I have a dataset that I am trying to tidy.
I'm using Hadley's paper -- and the corresponding R4DS chapter -- as a guide. However, I'm not seeing a one-to-one correlation between my situation and the examples in the article/chapter. So, I would appreciate a little feedback from the community.
Setup:
- I have a relatively large dataset of electronic health records.
- For each patient encounter, there are multiple rows. The number of rows is equal to the number of combinations of several variables that are able to take multiple values. In the example below, I'm using employee id (emp_id), medical history (med_hist), and current medications (meds).
- The number of values varies from encounter to encounter.
Here is a small illustrative example:
library(tidyverse)
df <- tibble::tibble(
encounter_id = c(rep(101, 12), rep(102, 2)),
date_entered = as.Date(rep("2015-09-17", 14)),
gender = c(rep("f", 12), rep("m", 2)),
emp_id = c(rep(119, 6), rep(430, 6), 286, 559),
med_hist = c(rep(c(rep("diabetes", 3), rep("hypertension", 3)), 2), rep("mi", 2)),
meds = c(rep(c("asa", "avandamet", "claritin"), 4), rep("lipitor", 2))
) %>%
print()
# A tibble: 14 x 6
encounter_id date_entered gender emp_id med_hist meds
<dbl> <date> <chr> <dbl> <chr> <chr>
1 101 2015-09-17 f 119 diabetes asa
2 101 2015-09-17 f 119 diabetes avandamet
3 101 2015-09-17 f 119 diabetes claritin
4 101 2015-09-17 f 119 hypertension asa
5 101 2015-09-17 f 119 hypertension avandamet
6 101 2015-09-17 f 119 hypertension claritin
7 101 2015-09-17 f 430 diabetes asa
8 101 2015-09-17 f 430 diabetes avandamet
9 101 2015-09-17 f 430 diabetes claritin
10 101 2015-09-17 f 430 hypertension asa
11 101 2015-09-17 f 430 hypertension avandamet
12 101 2015-09-17 f 430 hypertension claritin
13 102 2015-09-17 m 286 mi lipitor
14 102 2015-09-17 m 559 mi lipitor
In this toy example, I have 14 rows for just two hypothetical encounters. In the real data, I have some encounters with 50+ rows. This just doesn't feel efficient/tidy to me.
Having said that, I believe that in its current form:
- Each variable is placed in its own column.
- Each observation (defined as combination of encounter/emp_id/med_hist/meds) is its own row.
- Each value is placed in its own cell.
As an extra wrinkle, I need to join this dataset with another dataset that has one or more rows per encounter. This currently results in an even larger dataset with all possible combinations of variables. Therefore, it would be nice to have a single row for each encounter.

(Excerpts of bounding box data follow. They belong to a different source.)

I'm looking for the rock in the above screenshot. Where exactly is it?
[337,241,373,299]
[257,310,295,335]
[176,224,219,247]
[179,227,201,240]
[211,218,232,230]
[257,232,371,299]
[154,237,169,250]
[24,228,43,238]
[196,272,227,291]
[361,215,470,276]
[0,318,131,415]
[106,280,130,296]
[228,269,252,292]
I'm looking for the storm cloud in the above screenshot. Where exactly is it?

Another option for organizing this data that occurred to me was to reshape the data to a wide format. For example, have a variable called med_hist_1, med_hist_2 ... med_hist_n (repeat for emp_id, meds, etc). That would result in each row corresponding to a single encounter. However, it would also be inefficient in the sense that it would add a lot of NA values to the data.
So, I would appreciate your thoughts about whether or not this data is already in a "tidy" format or if it should be reorganized. If so, how?